The worst feeling is when you miss someone but you can’t even tell them you miss them because they are a pizza.
netflix be hiring writers who have literally never had a normal conversation with anyone ever
[Trapped on a plane]
Me: Can’t put it off any longer, we must eat the other passengersWife: what no
Me: I’m growing weaker
Wife: We have been delayed for 45 minutes
Me: I hate people.
H: I challenge you to say something positive.
Me: I’m positive I hate people.
If there’s a zombie apocalypse, I’m becoming a zombie.
Walking around doing nothing & eating non-stop seems like a pretty sweet deal to me.
The last two weeks have been a strange ten years.
They were cold and calculating, like an Alaskan mathematician.
me: [has anything]
my cat: were you going to sit on the rest of that
She texted me, “I love U”
So I texted. “I love U2….
Not their new stuff but from like the
90’s”Now my CD’s are missing.
Weird!
No one makes fun of your cargo pants when you start pulling little bottles of liquor out of them at the PTA meeting
When a football player points to the sky after a touchdown he’s saying “That one’s for you, international space station”
{First Date}
Me: I once saved a dog from a fire.
Shania Twain: That don’t impress me much.
Me: Oh well one time I successfully inserted the straw into a Capri Sun without spilling.
Shania Twain: ok that’s actually really good.
My 6-year-old made me a necklace for mother’s day. She gave it to me yesterday on my birthday. She took it away from me before she went to bed so she could wrap it up and give it to me again for mother’s day. I like her style.
I am angry but not like really angry. More like Facebook angry where I call you letters of the alphabet. You F’ing B.
“can I have 2 sausage & cheese biscuits”
That’ll be $2.60
“with egg”
$7.78
NVM no egg
$17.83
“What?”
[at gun point] give us ur wallet
ME: (sitting by a roaring fire) Isn’t this romantic?
WIFE: Your crocs are melting.
Snoring doesn’t sound like little honk shoo honk shoos and I feel like I’ve been lied to my entire life
THEM: You can’t go wrong with this recipe.
ME: Watch me.
Never read To Kill a Mockingbird. Is that the one where Katniss admits she loves Peta?
#ProTip
“do you have any pets”
[remembers girls like sensitive guys] a cat
“what’s his name”
[remembers girls also like tough guys] missile launcher
The Water Board sent me a notice saying that my bill was a year old,
I obviously apologised for forgetting, and sent them a birthday card.

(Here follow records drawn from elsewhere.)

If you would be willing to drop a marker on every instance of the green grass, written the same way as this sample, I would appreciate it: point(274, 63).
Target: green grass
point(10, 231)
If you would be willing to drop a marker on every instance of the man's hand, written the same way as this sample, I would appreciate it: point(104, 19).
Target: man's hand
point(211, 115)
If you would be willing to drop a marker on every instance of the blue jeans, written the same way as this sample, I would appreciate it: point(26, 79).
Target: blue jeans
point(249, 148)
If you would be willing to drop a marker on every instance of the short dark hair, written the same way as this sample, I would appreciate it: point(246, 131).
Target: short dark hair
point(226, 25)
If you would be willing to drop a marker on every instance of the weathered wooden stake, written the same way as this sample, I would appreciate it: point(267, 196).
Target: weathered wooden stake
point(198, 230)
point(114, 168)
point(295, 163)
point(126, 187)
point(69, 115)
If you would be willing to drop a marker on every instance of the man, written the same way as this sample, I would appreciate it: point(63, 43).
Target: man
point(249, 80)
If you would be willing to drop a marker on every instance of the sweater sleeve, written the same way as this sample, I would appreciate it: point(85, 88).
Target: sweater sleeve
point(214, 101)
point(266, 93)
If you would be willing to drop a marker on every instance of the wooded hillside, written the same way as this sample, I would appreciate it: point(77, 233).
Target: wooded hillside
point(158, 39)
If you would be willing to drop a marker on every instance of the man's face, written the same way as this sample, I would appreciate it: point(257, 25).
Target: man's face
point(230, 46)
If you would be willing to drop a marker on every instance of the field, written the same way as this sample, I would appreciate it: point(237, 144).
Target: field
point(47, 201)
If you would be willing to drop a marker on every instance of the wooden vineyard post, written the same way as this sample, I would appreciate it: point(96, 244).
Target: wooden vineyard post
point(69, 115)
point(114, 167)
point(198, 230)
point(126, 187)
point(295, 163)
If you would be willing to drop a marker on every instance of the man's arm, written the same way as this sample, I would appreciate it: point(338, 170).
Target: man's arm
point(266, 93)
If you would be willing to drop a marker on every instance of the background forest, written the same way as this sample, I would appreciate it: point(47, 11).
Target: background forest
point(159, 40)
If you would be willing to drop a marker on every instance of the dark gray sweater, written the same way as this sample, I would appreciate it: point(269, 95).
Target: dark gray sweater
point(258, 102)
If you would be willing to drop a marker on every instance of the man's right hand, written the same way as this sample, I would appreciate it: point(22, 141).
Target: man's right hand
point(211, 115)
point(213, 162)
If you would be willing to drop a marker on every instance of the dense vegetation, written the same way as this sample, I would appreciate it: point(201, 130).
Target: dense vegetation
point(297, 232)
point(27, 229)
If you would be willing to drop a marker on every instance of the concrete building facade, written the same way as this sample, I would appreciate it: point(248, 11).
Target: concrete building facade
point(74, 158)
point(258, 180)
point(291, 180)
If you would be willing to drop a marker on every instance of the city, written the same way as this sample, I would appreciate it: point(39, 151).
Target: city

My mom could not make it over for dinner tonight…. Anyone want to come over and sit at the other end of the table and keep yelling out “stop eating so fast Tony”
[NASA March 1970]
Me: 13’s unlucky. What if something bad happens?
NASA: dude why would you say that out loud!?!
[NASA April 1970]
[everyone in the Apollo 13 Mission Control slowly turns to look at me]
[Casio headquarters, 1975]
CEO: We need to make our calculators more versatile. Give me your ideas.
First executive: Maybe they could also be phones?
Second executive, a smoker who often oversleeps: I have a better idea.
being over 40 is like the movie speed but you can’t drop below 600mg of ibuprofen in your system
[At a San Francisco Dance Club]
*Grinds cute girl in a mini-skirt*Hey baby, what’s your name?
“Robert”
landlord: i’m raising your rent
me: am i getting more house
The year 2932, lines for the new iPhone are so long, many die before reaching the end. Those who do, get back in line for the next phone.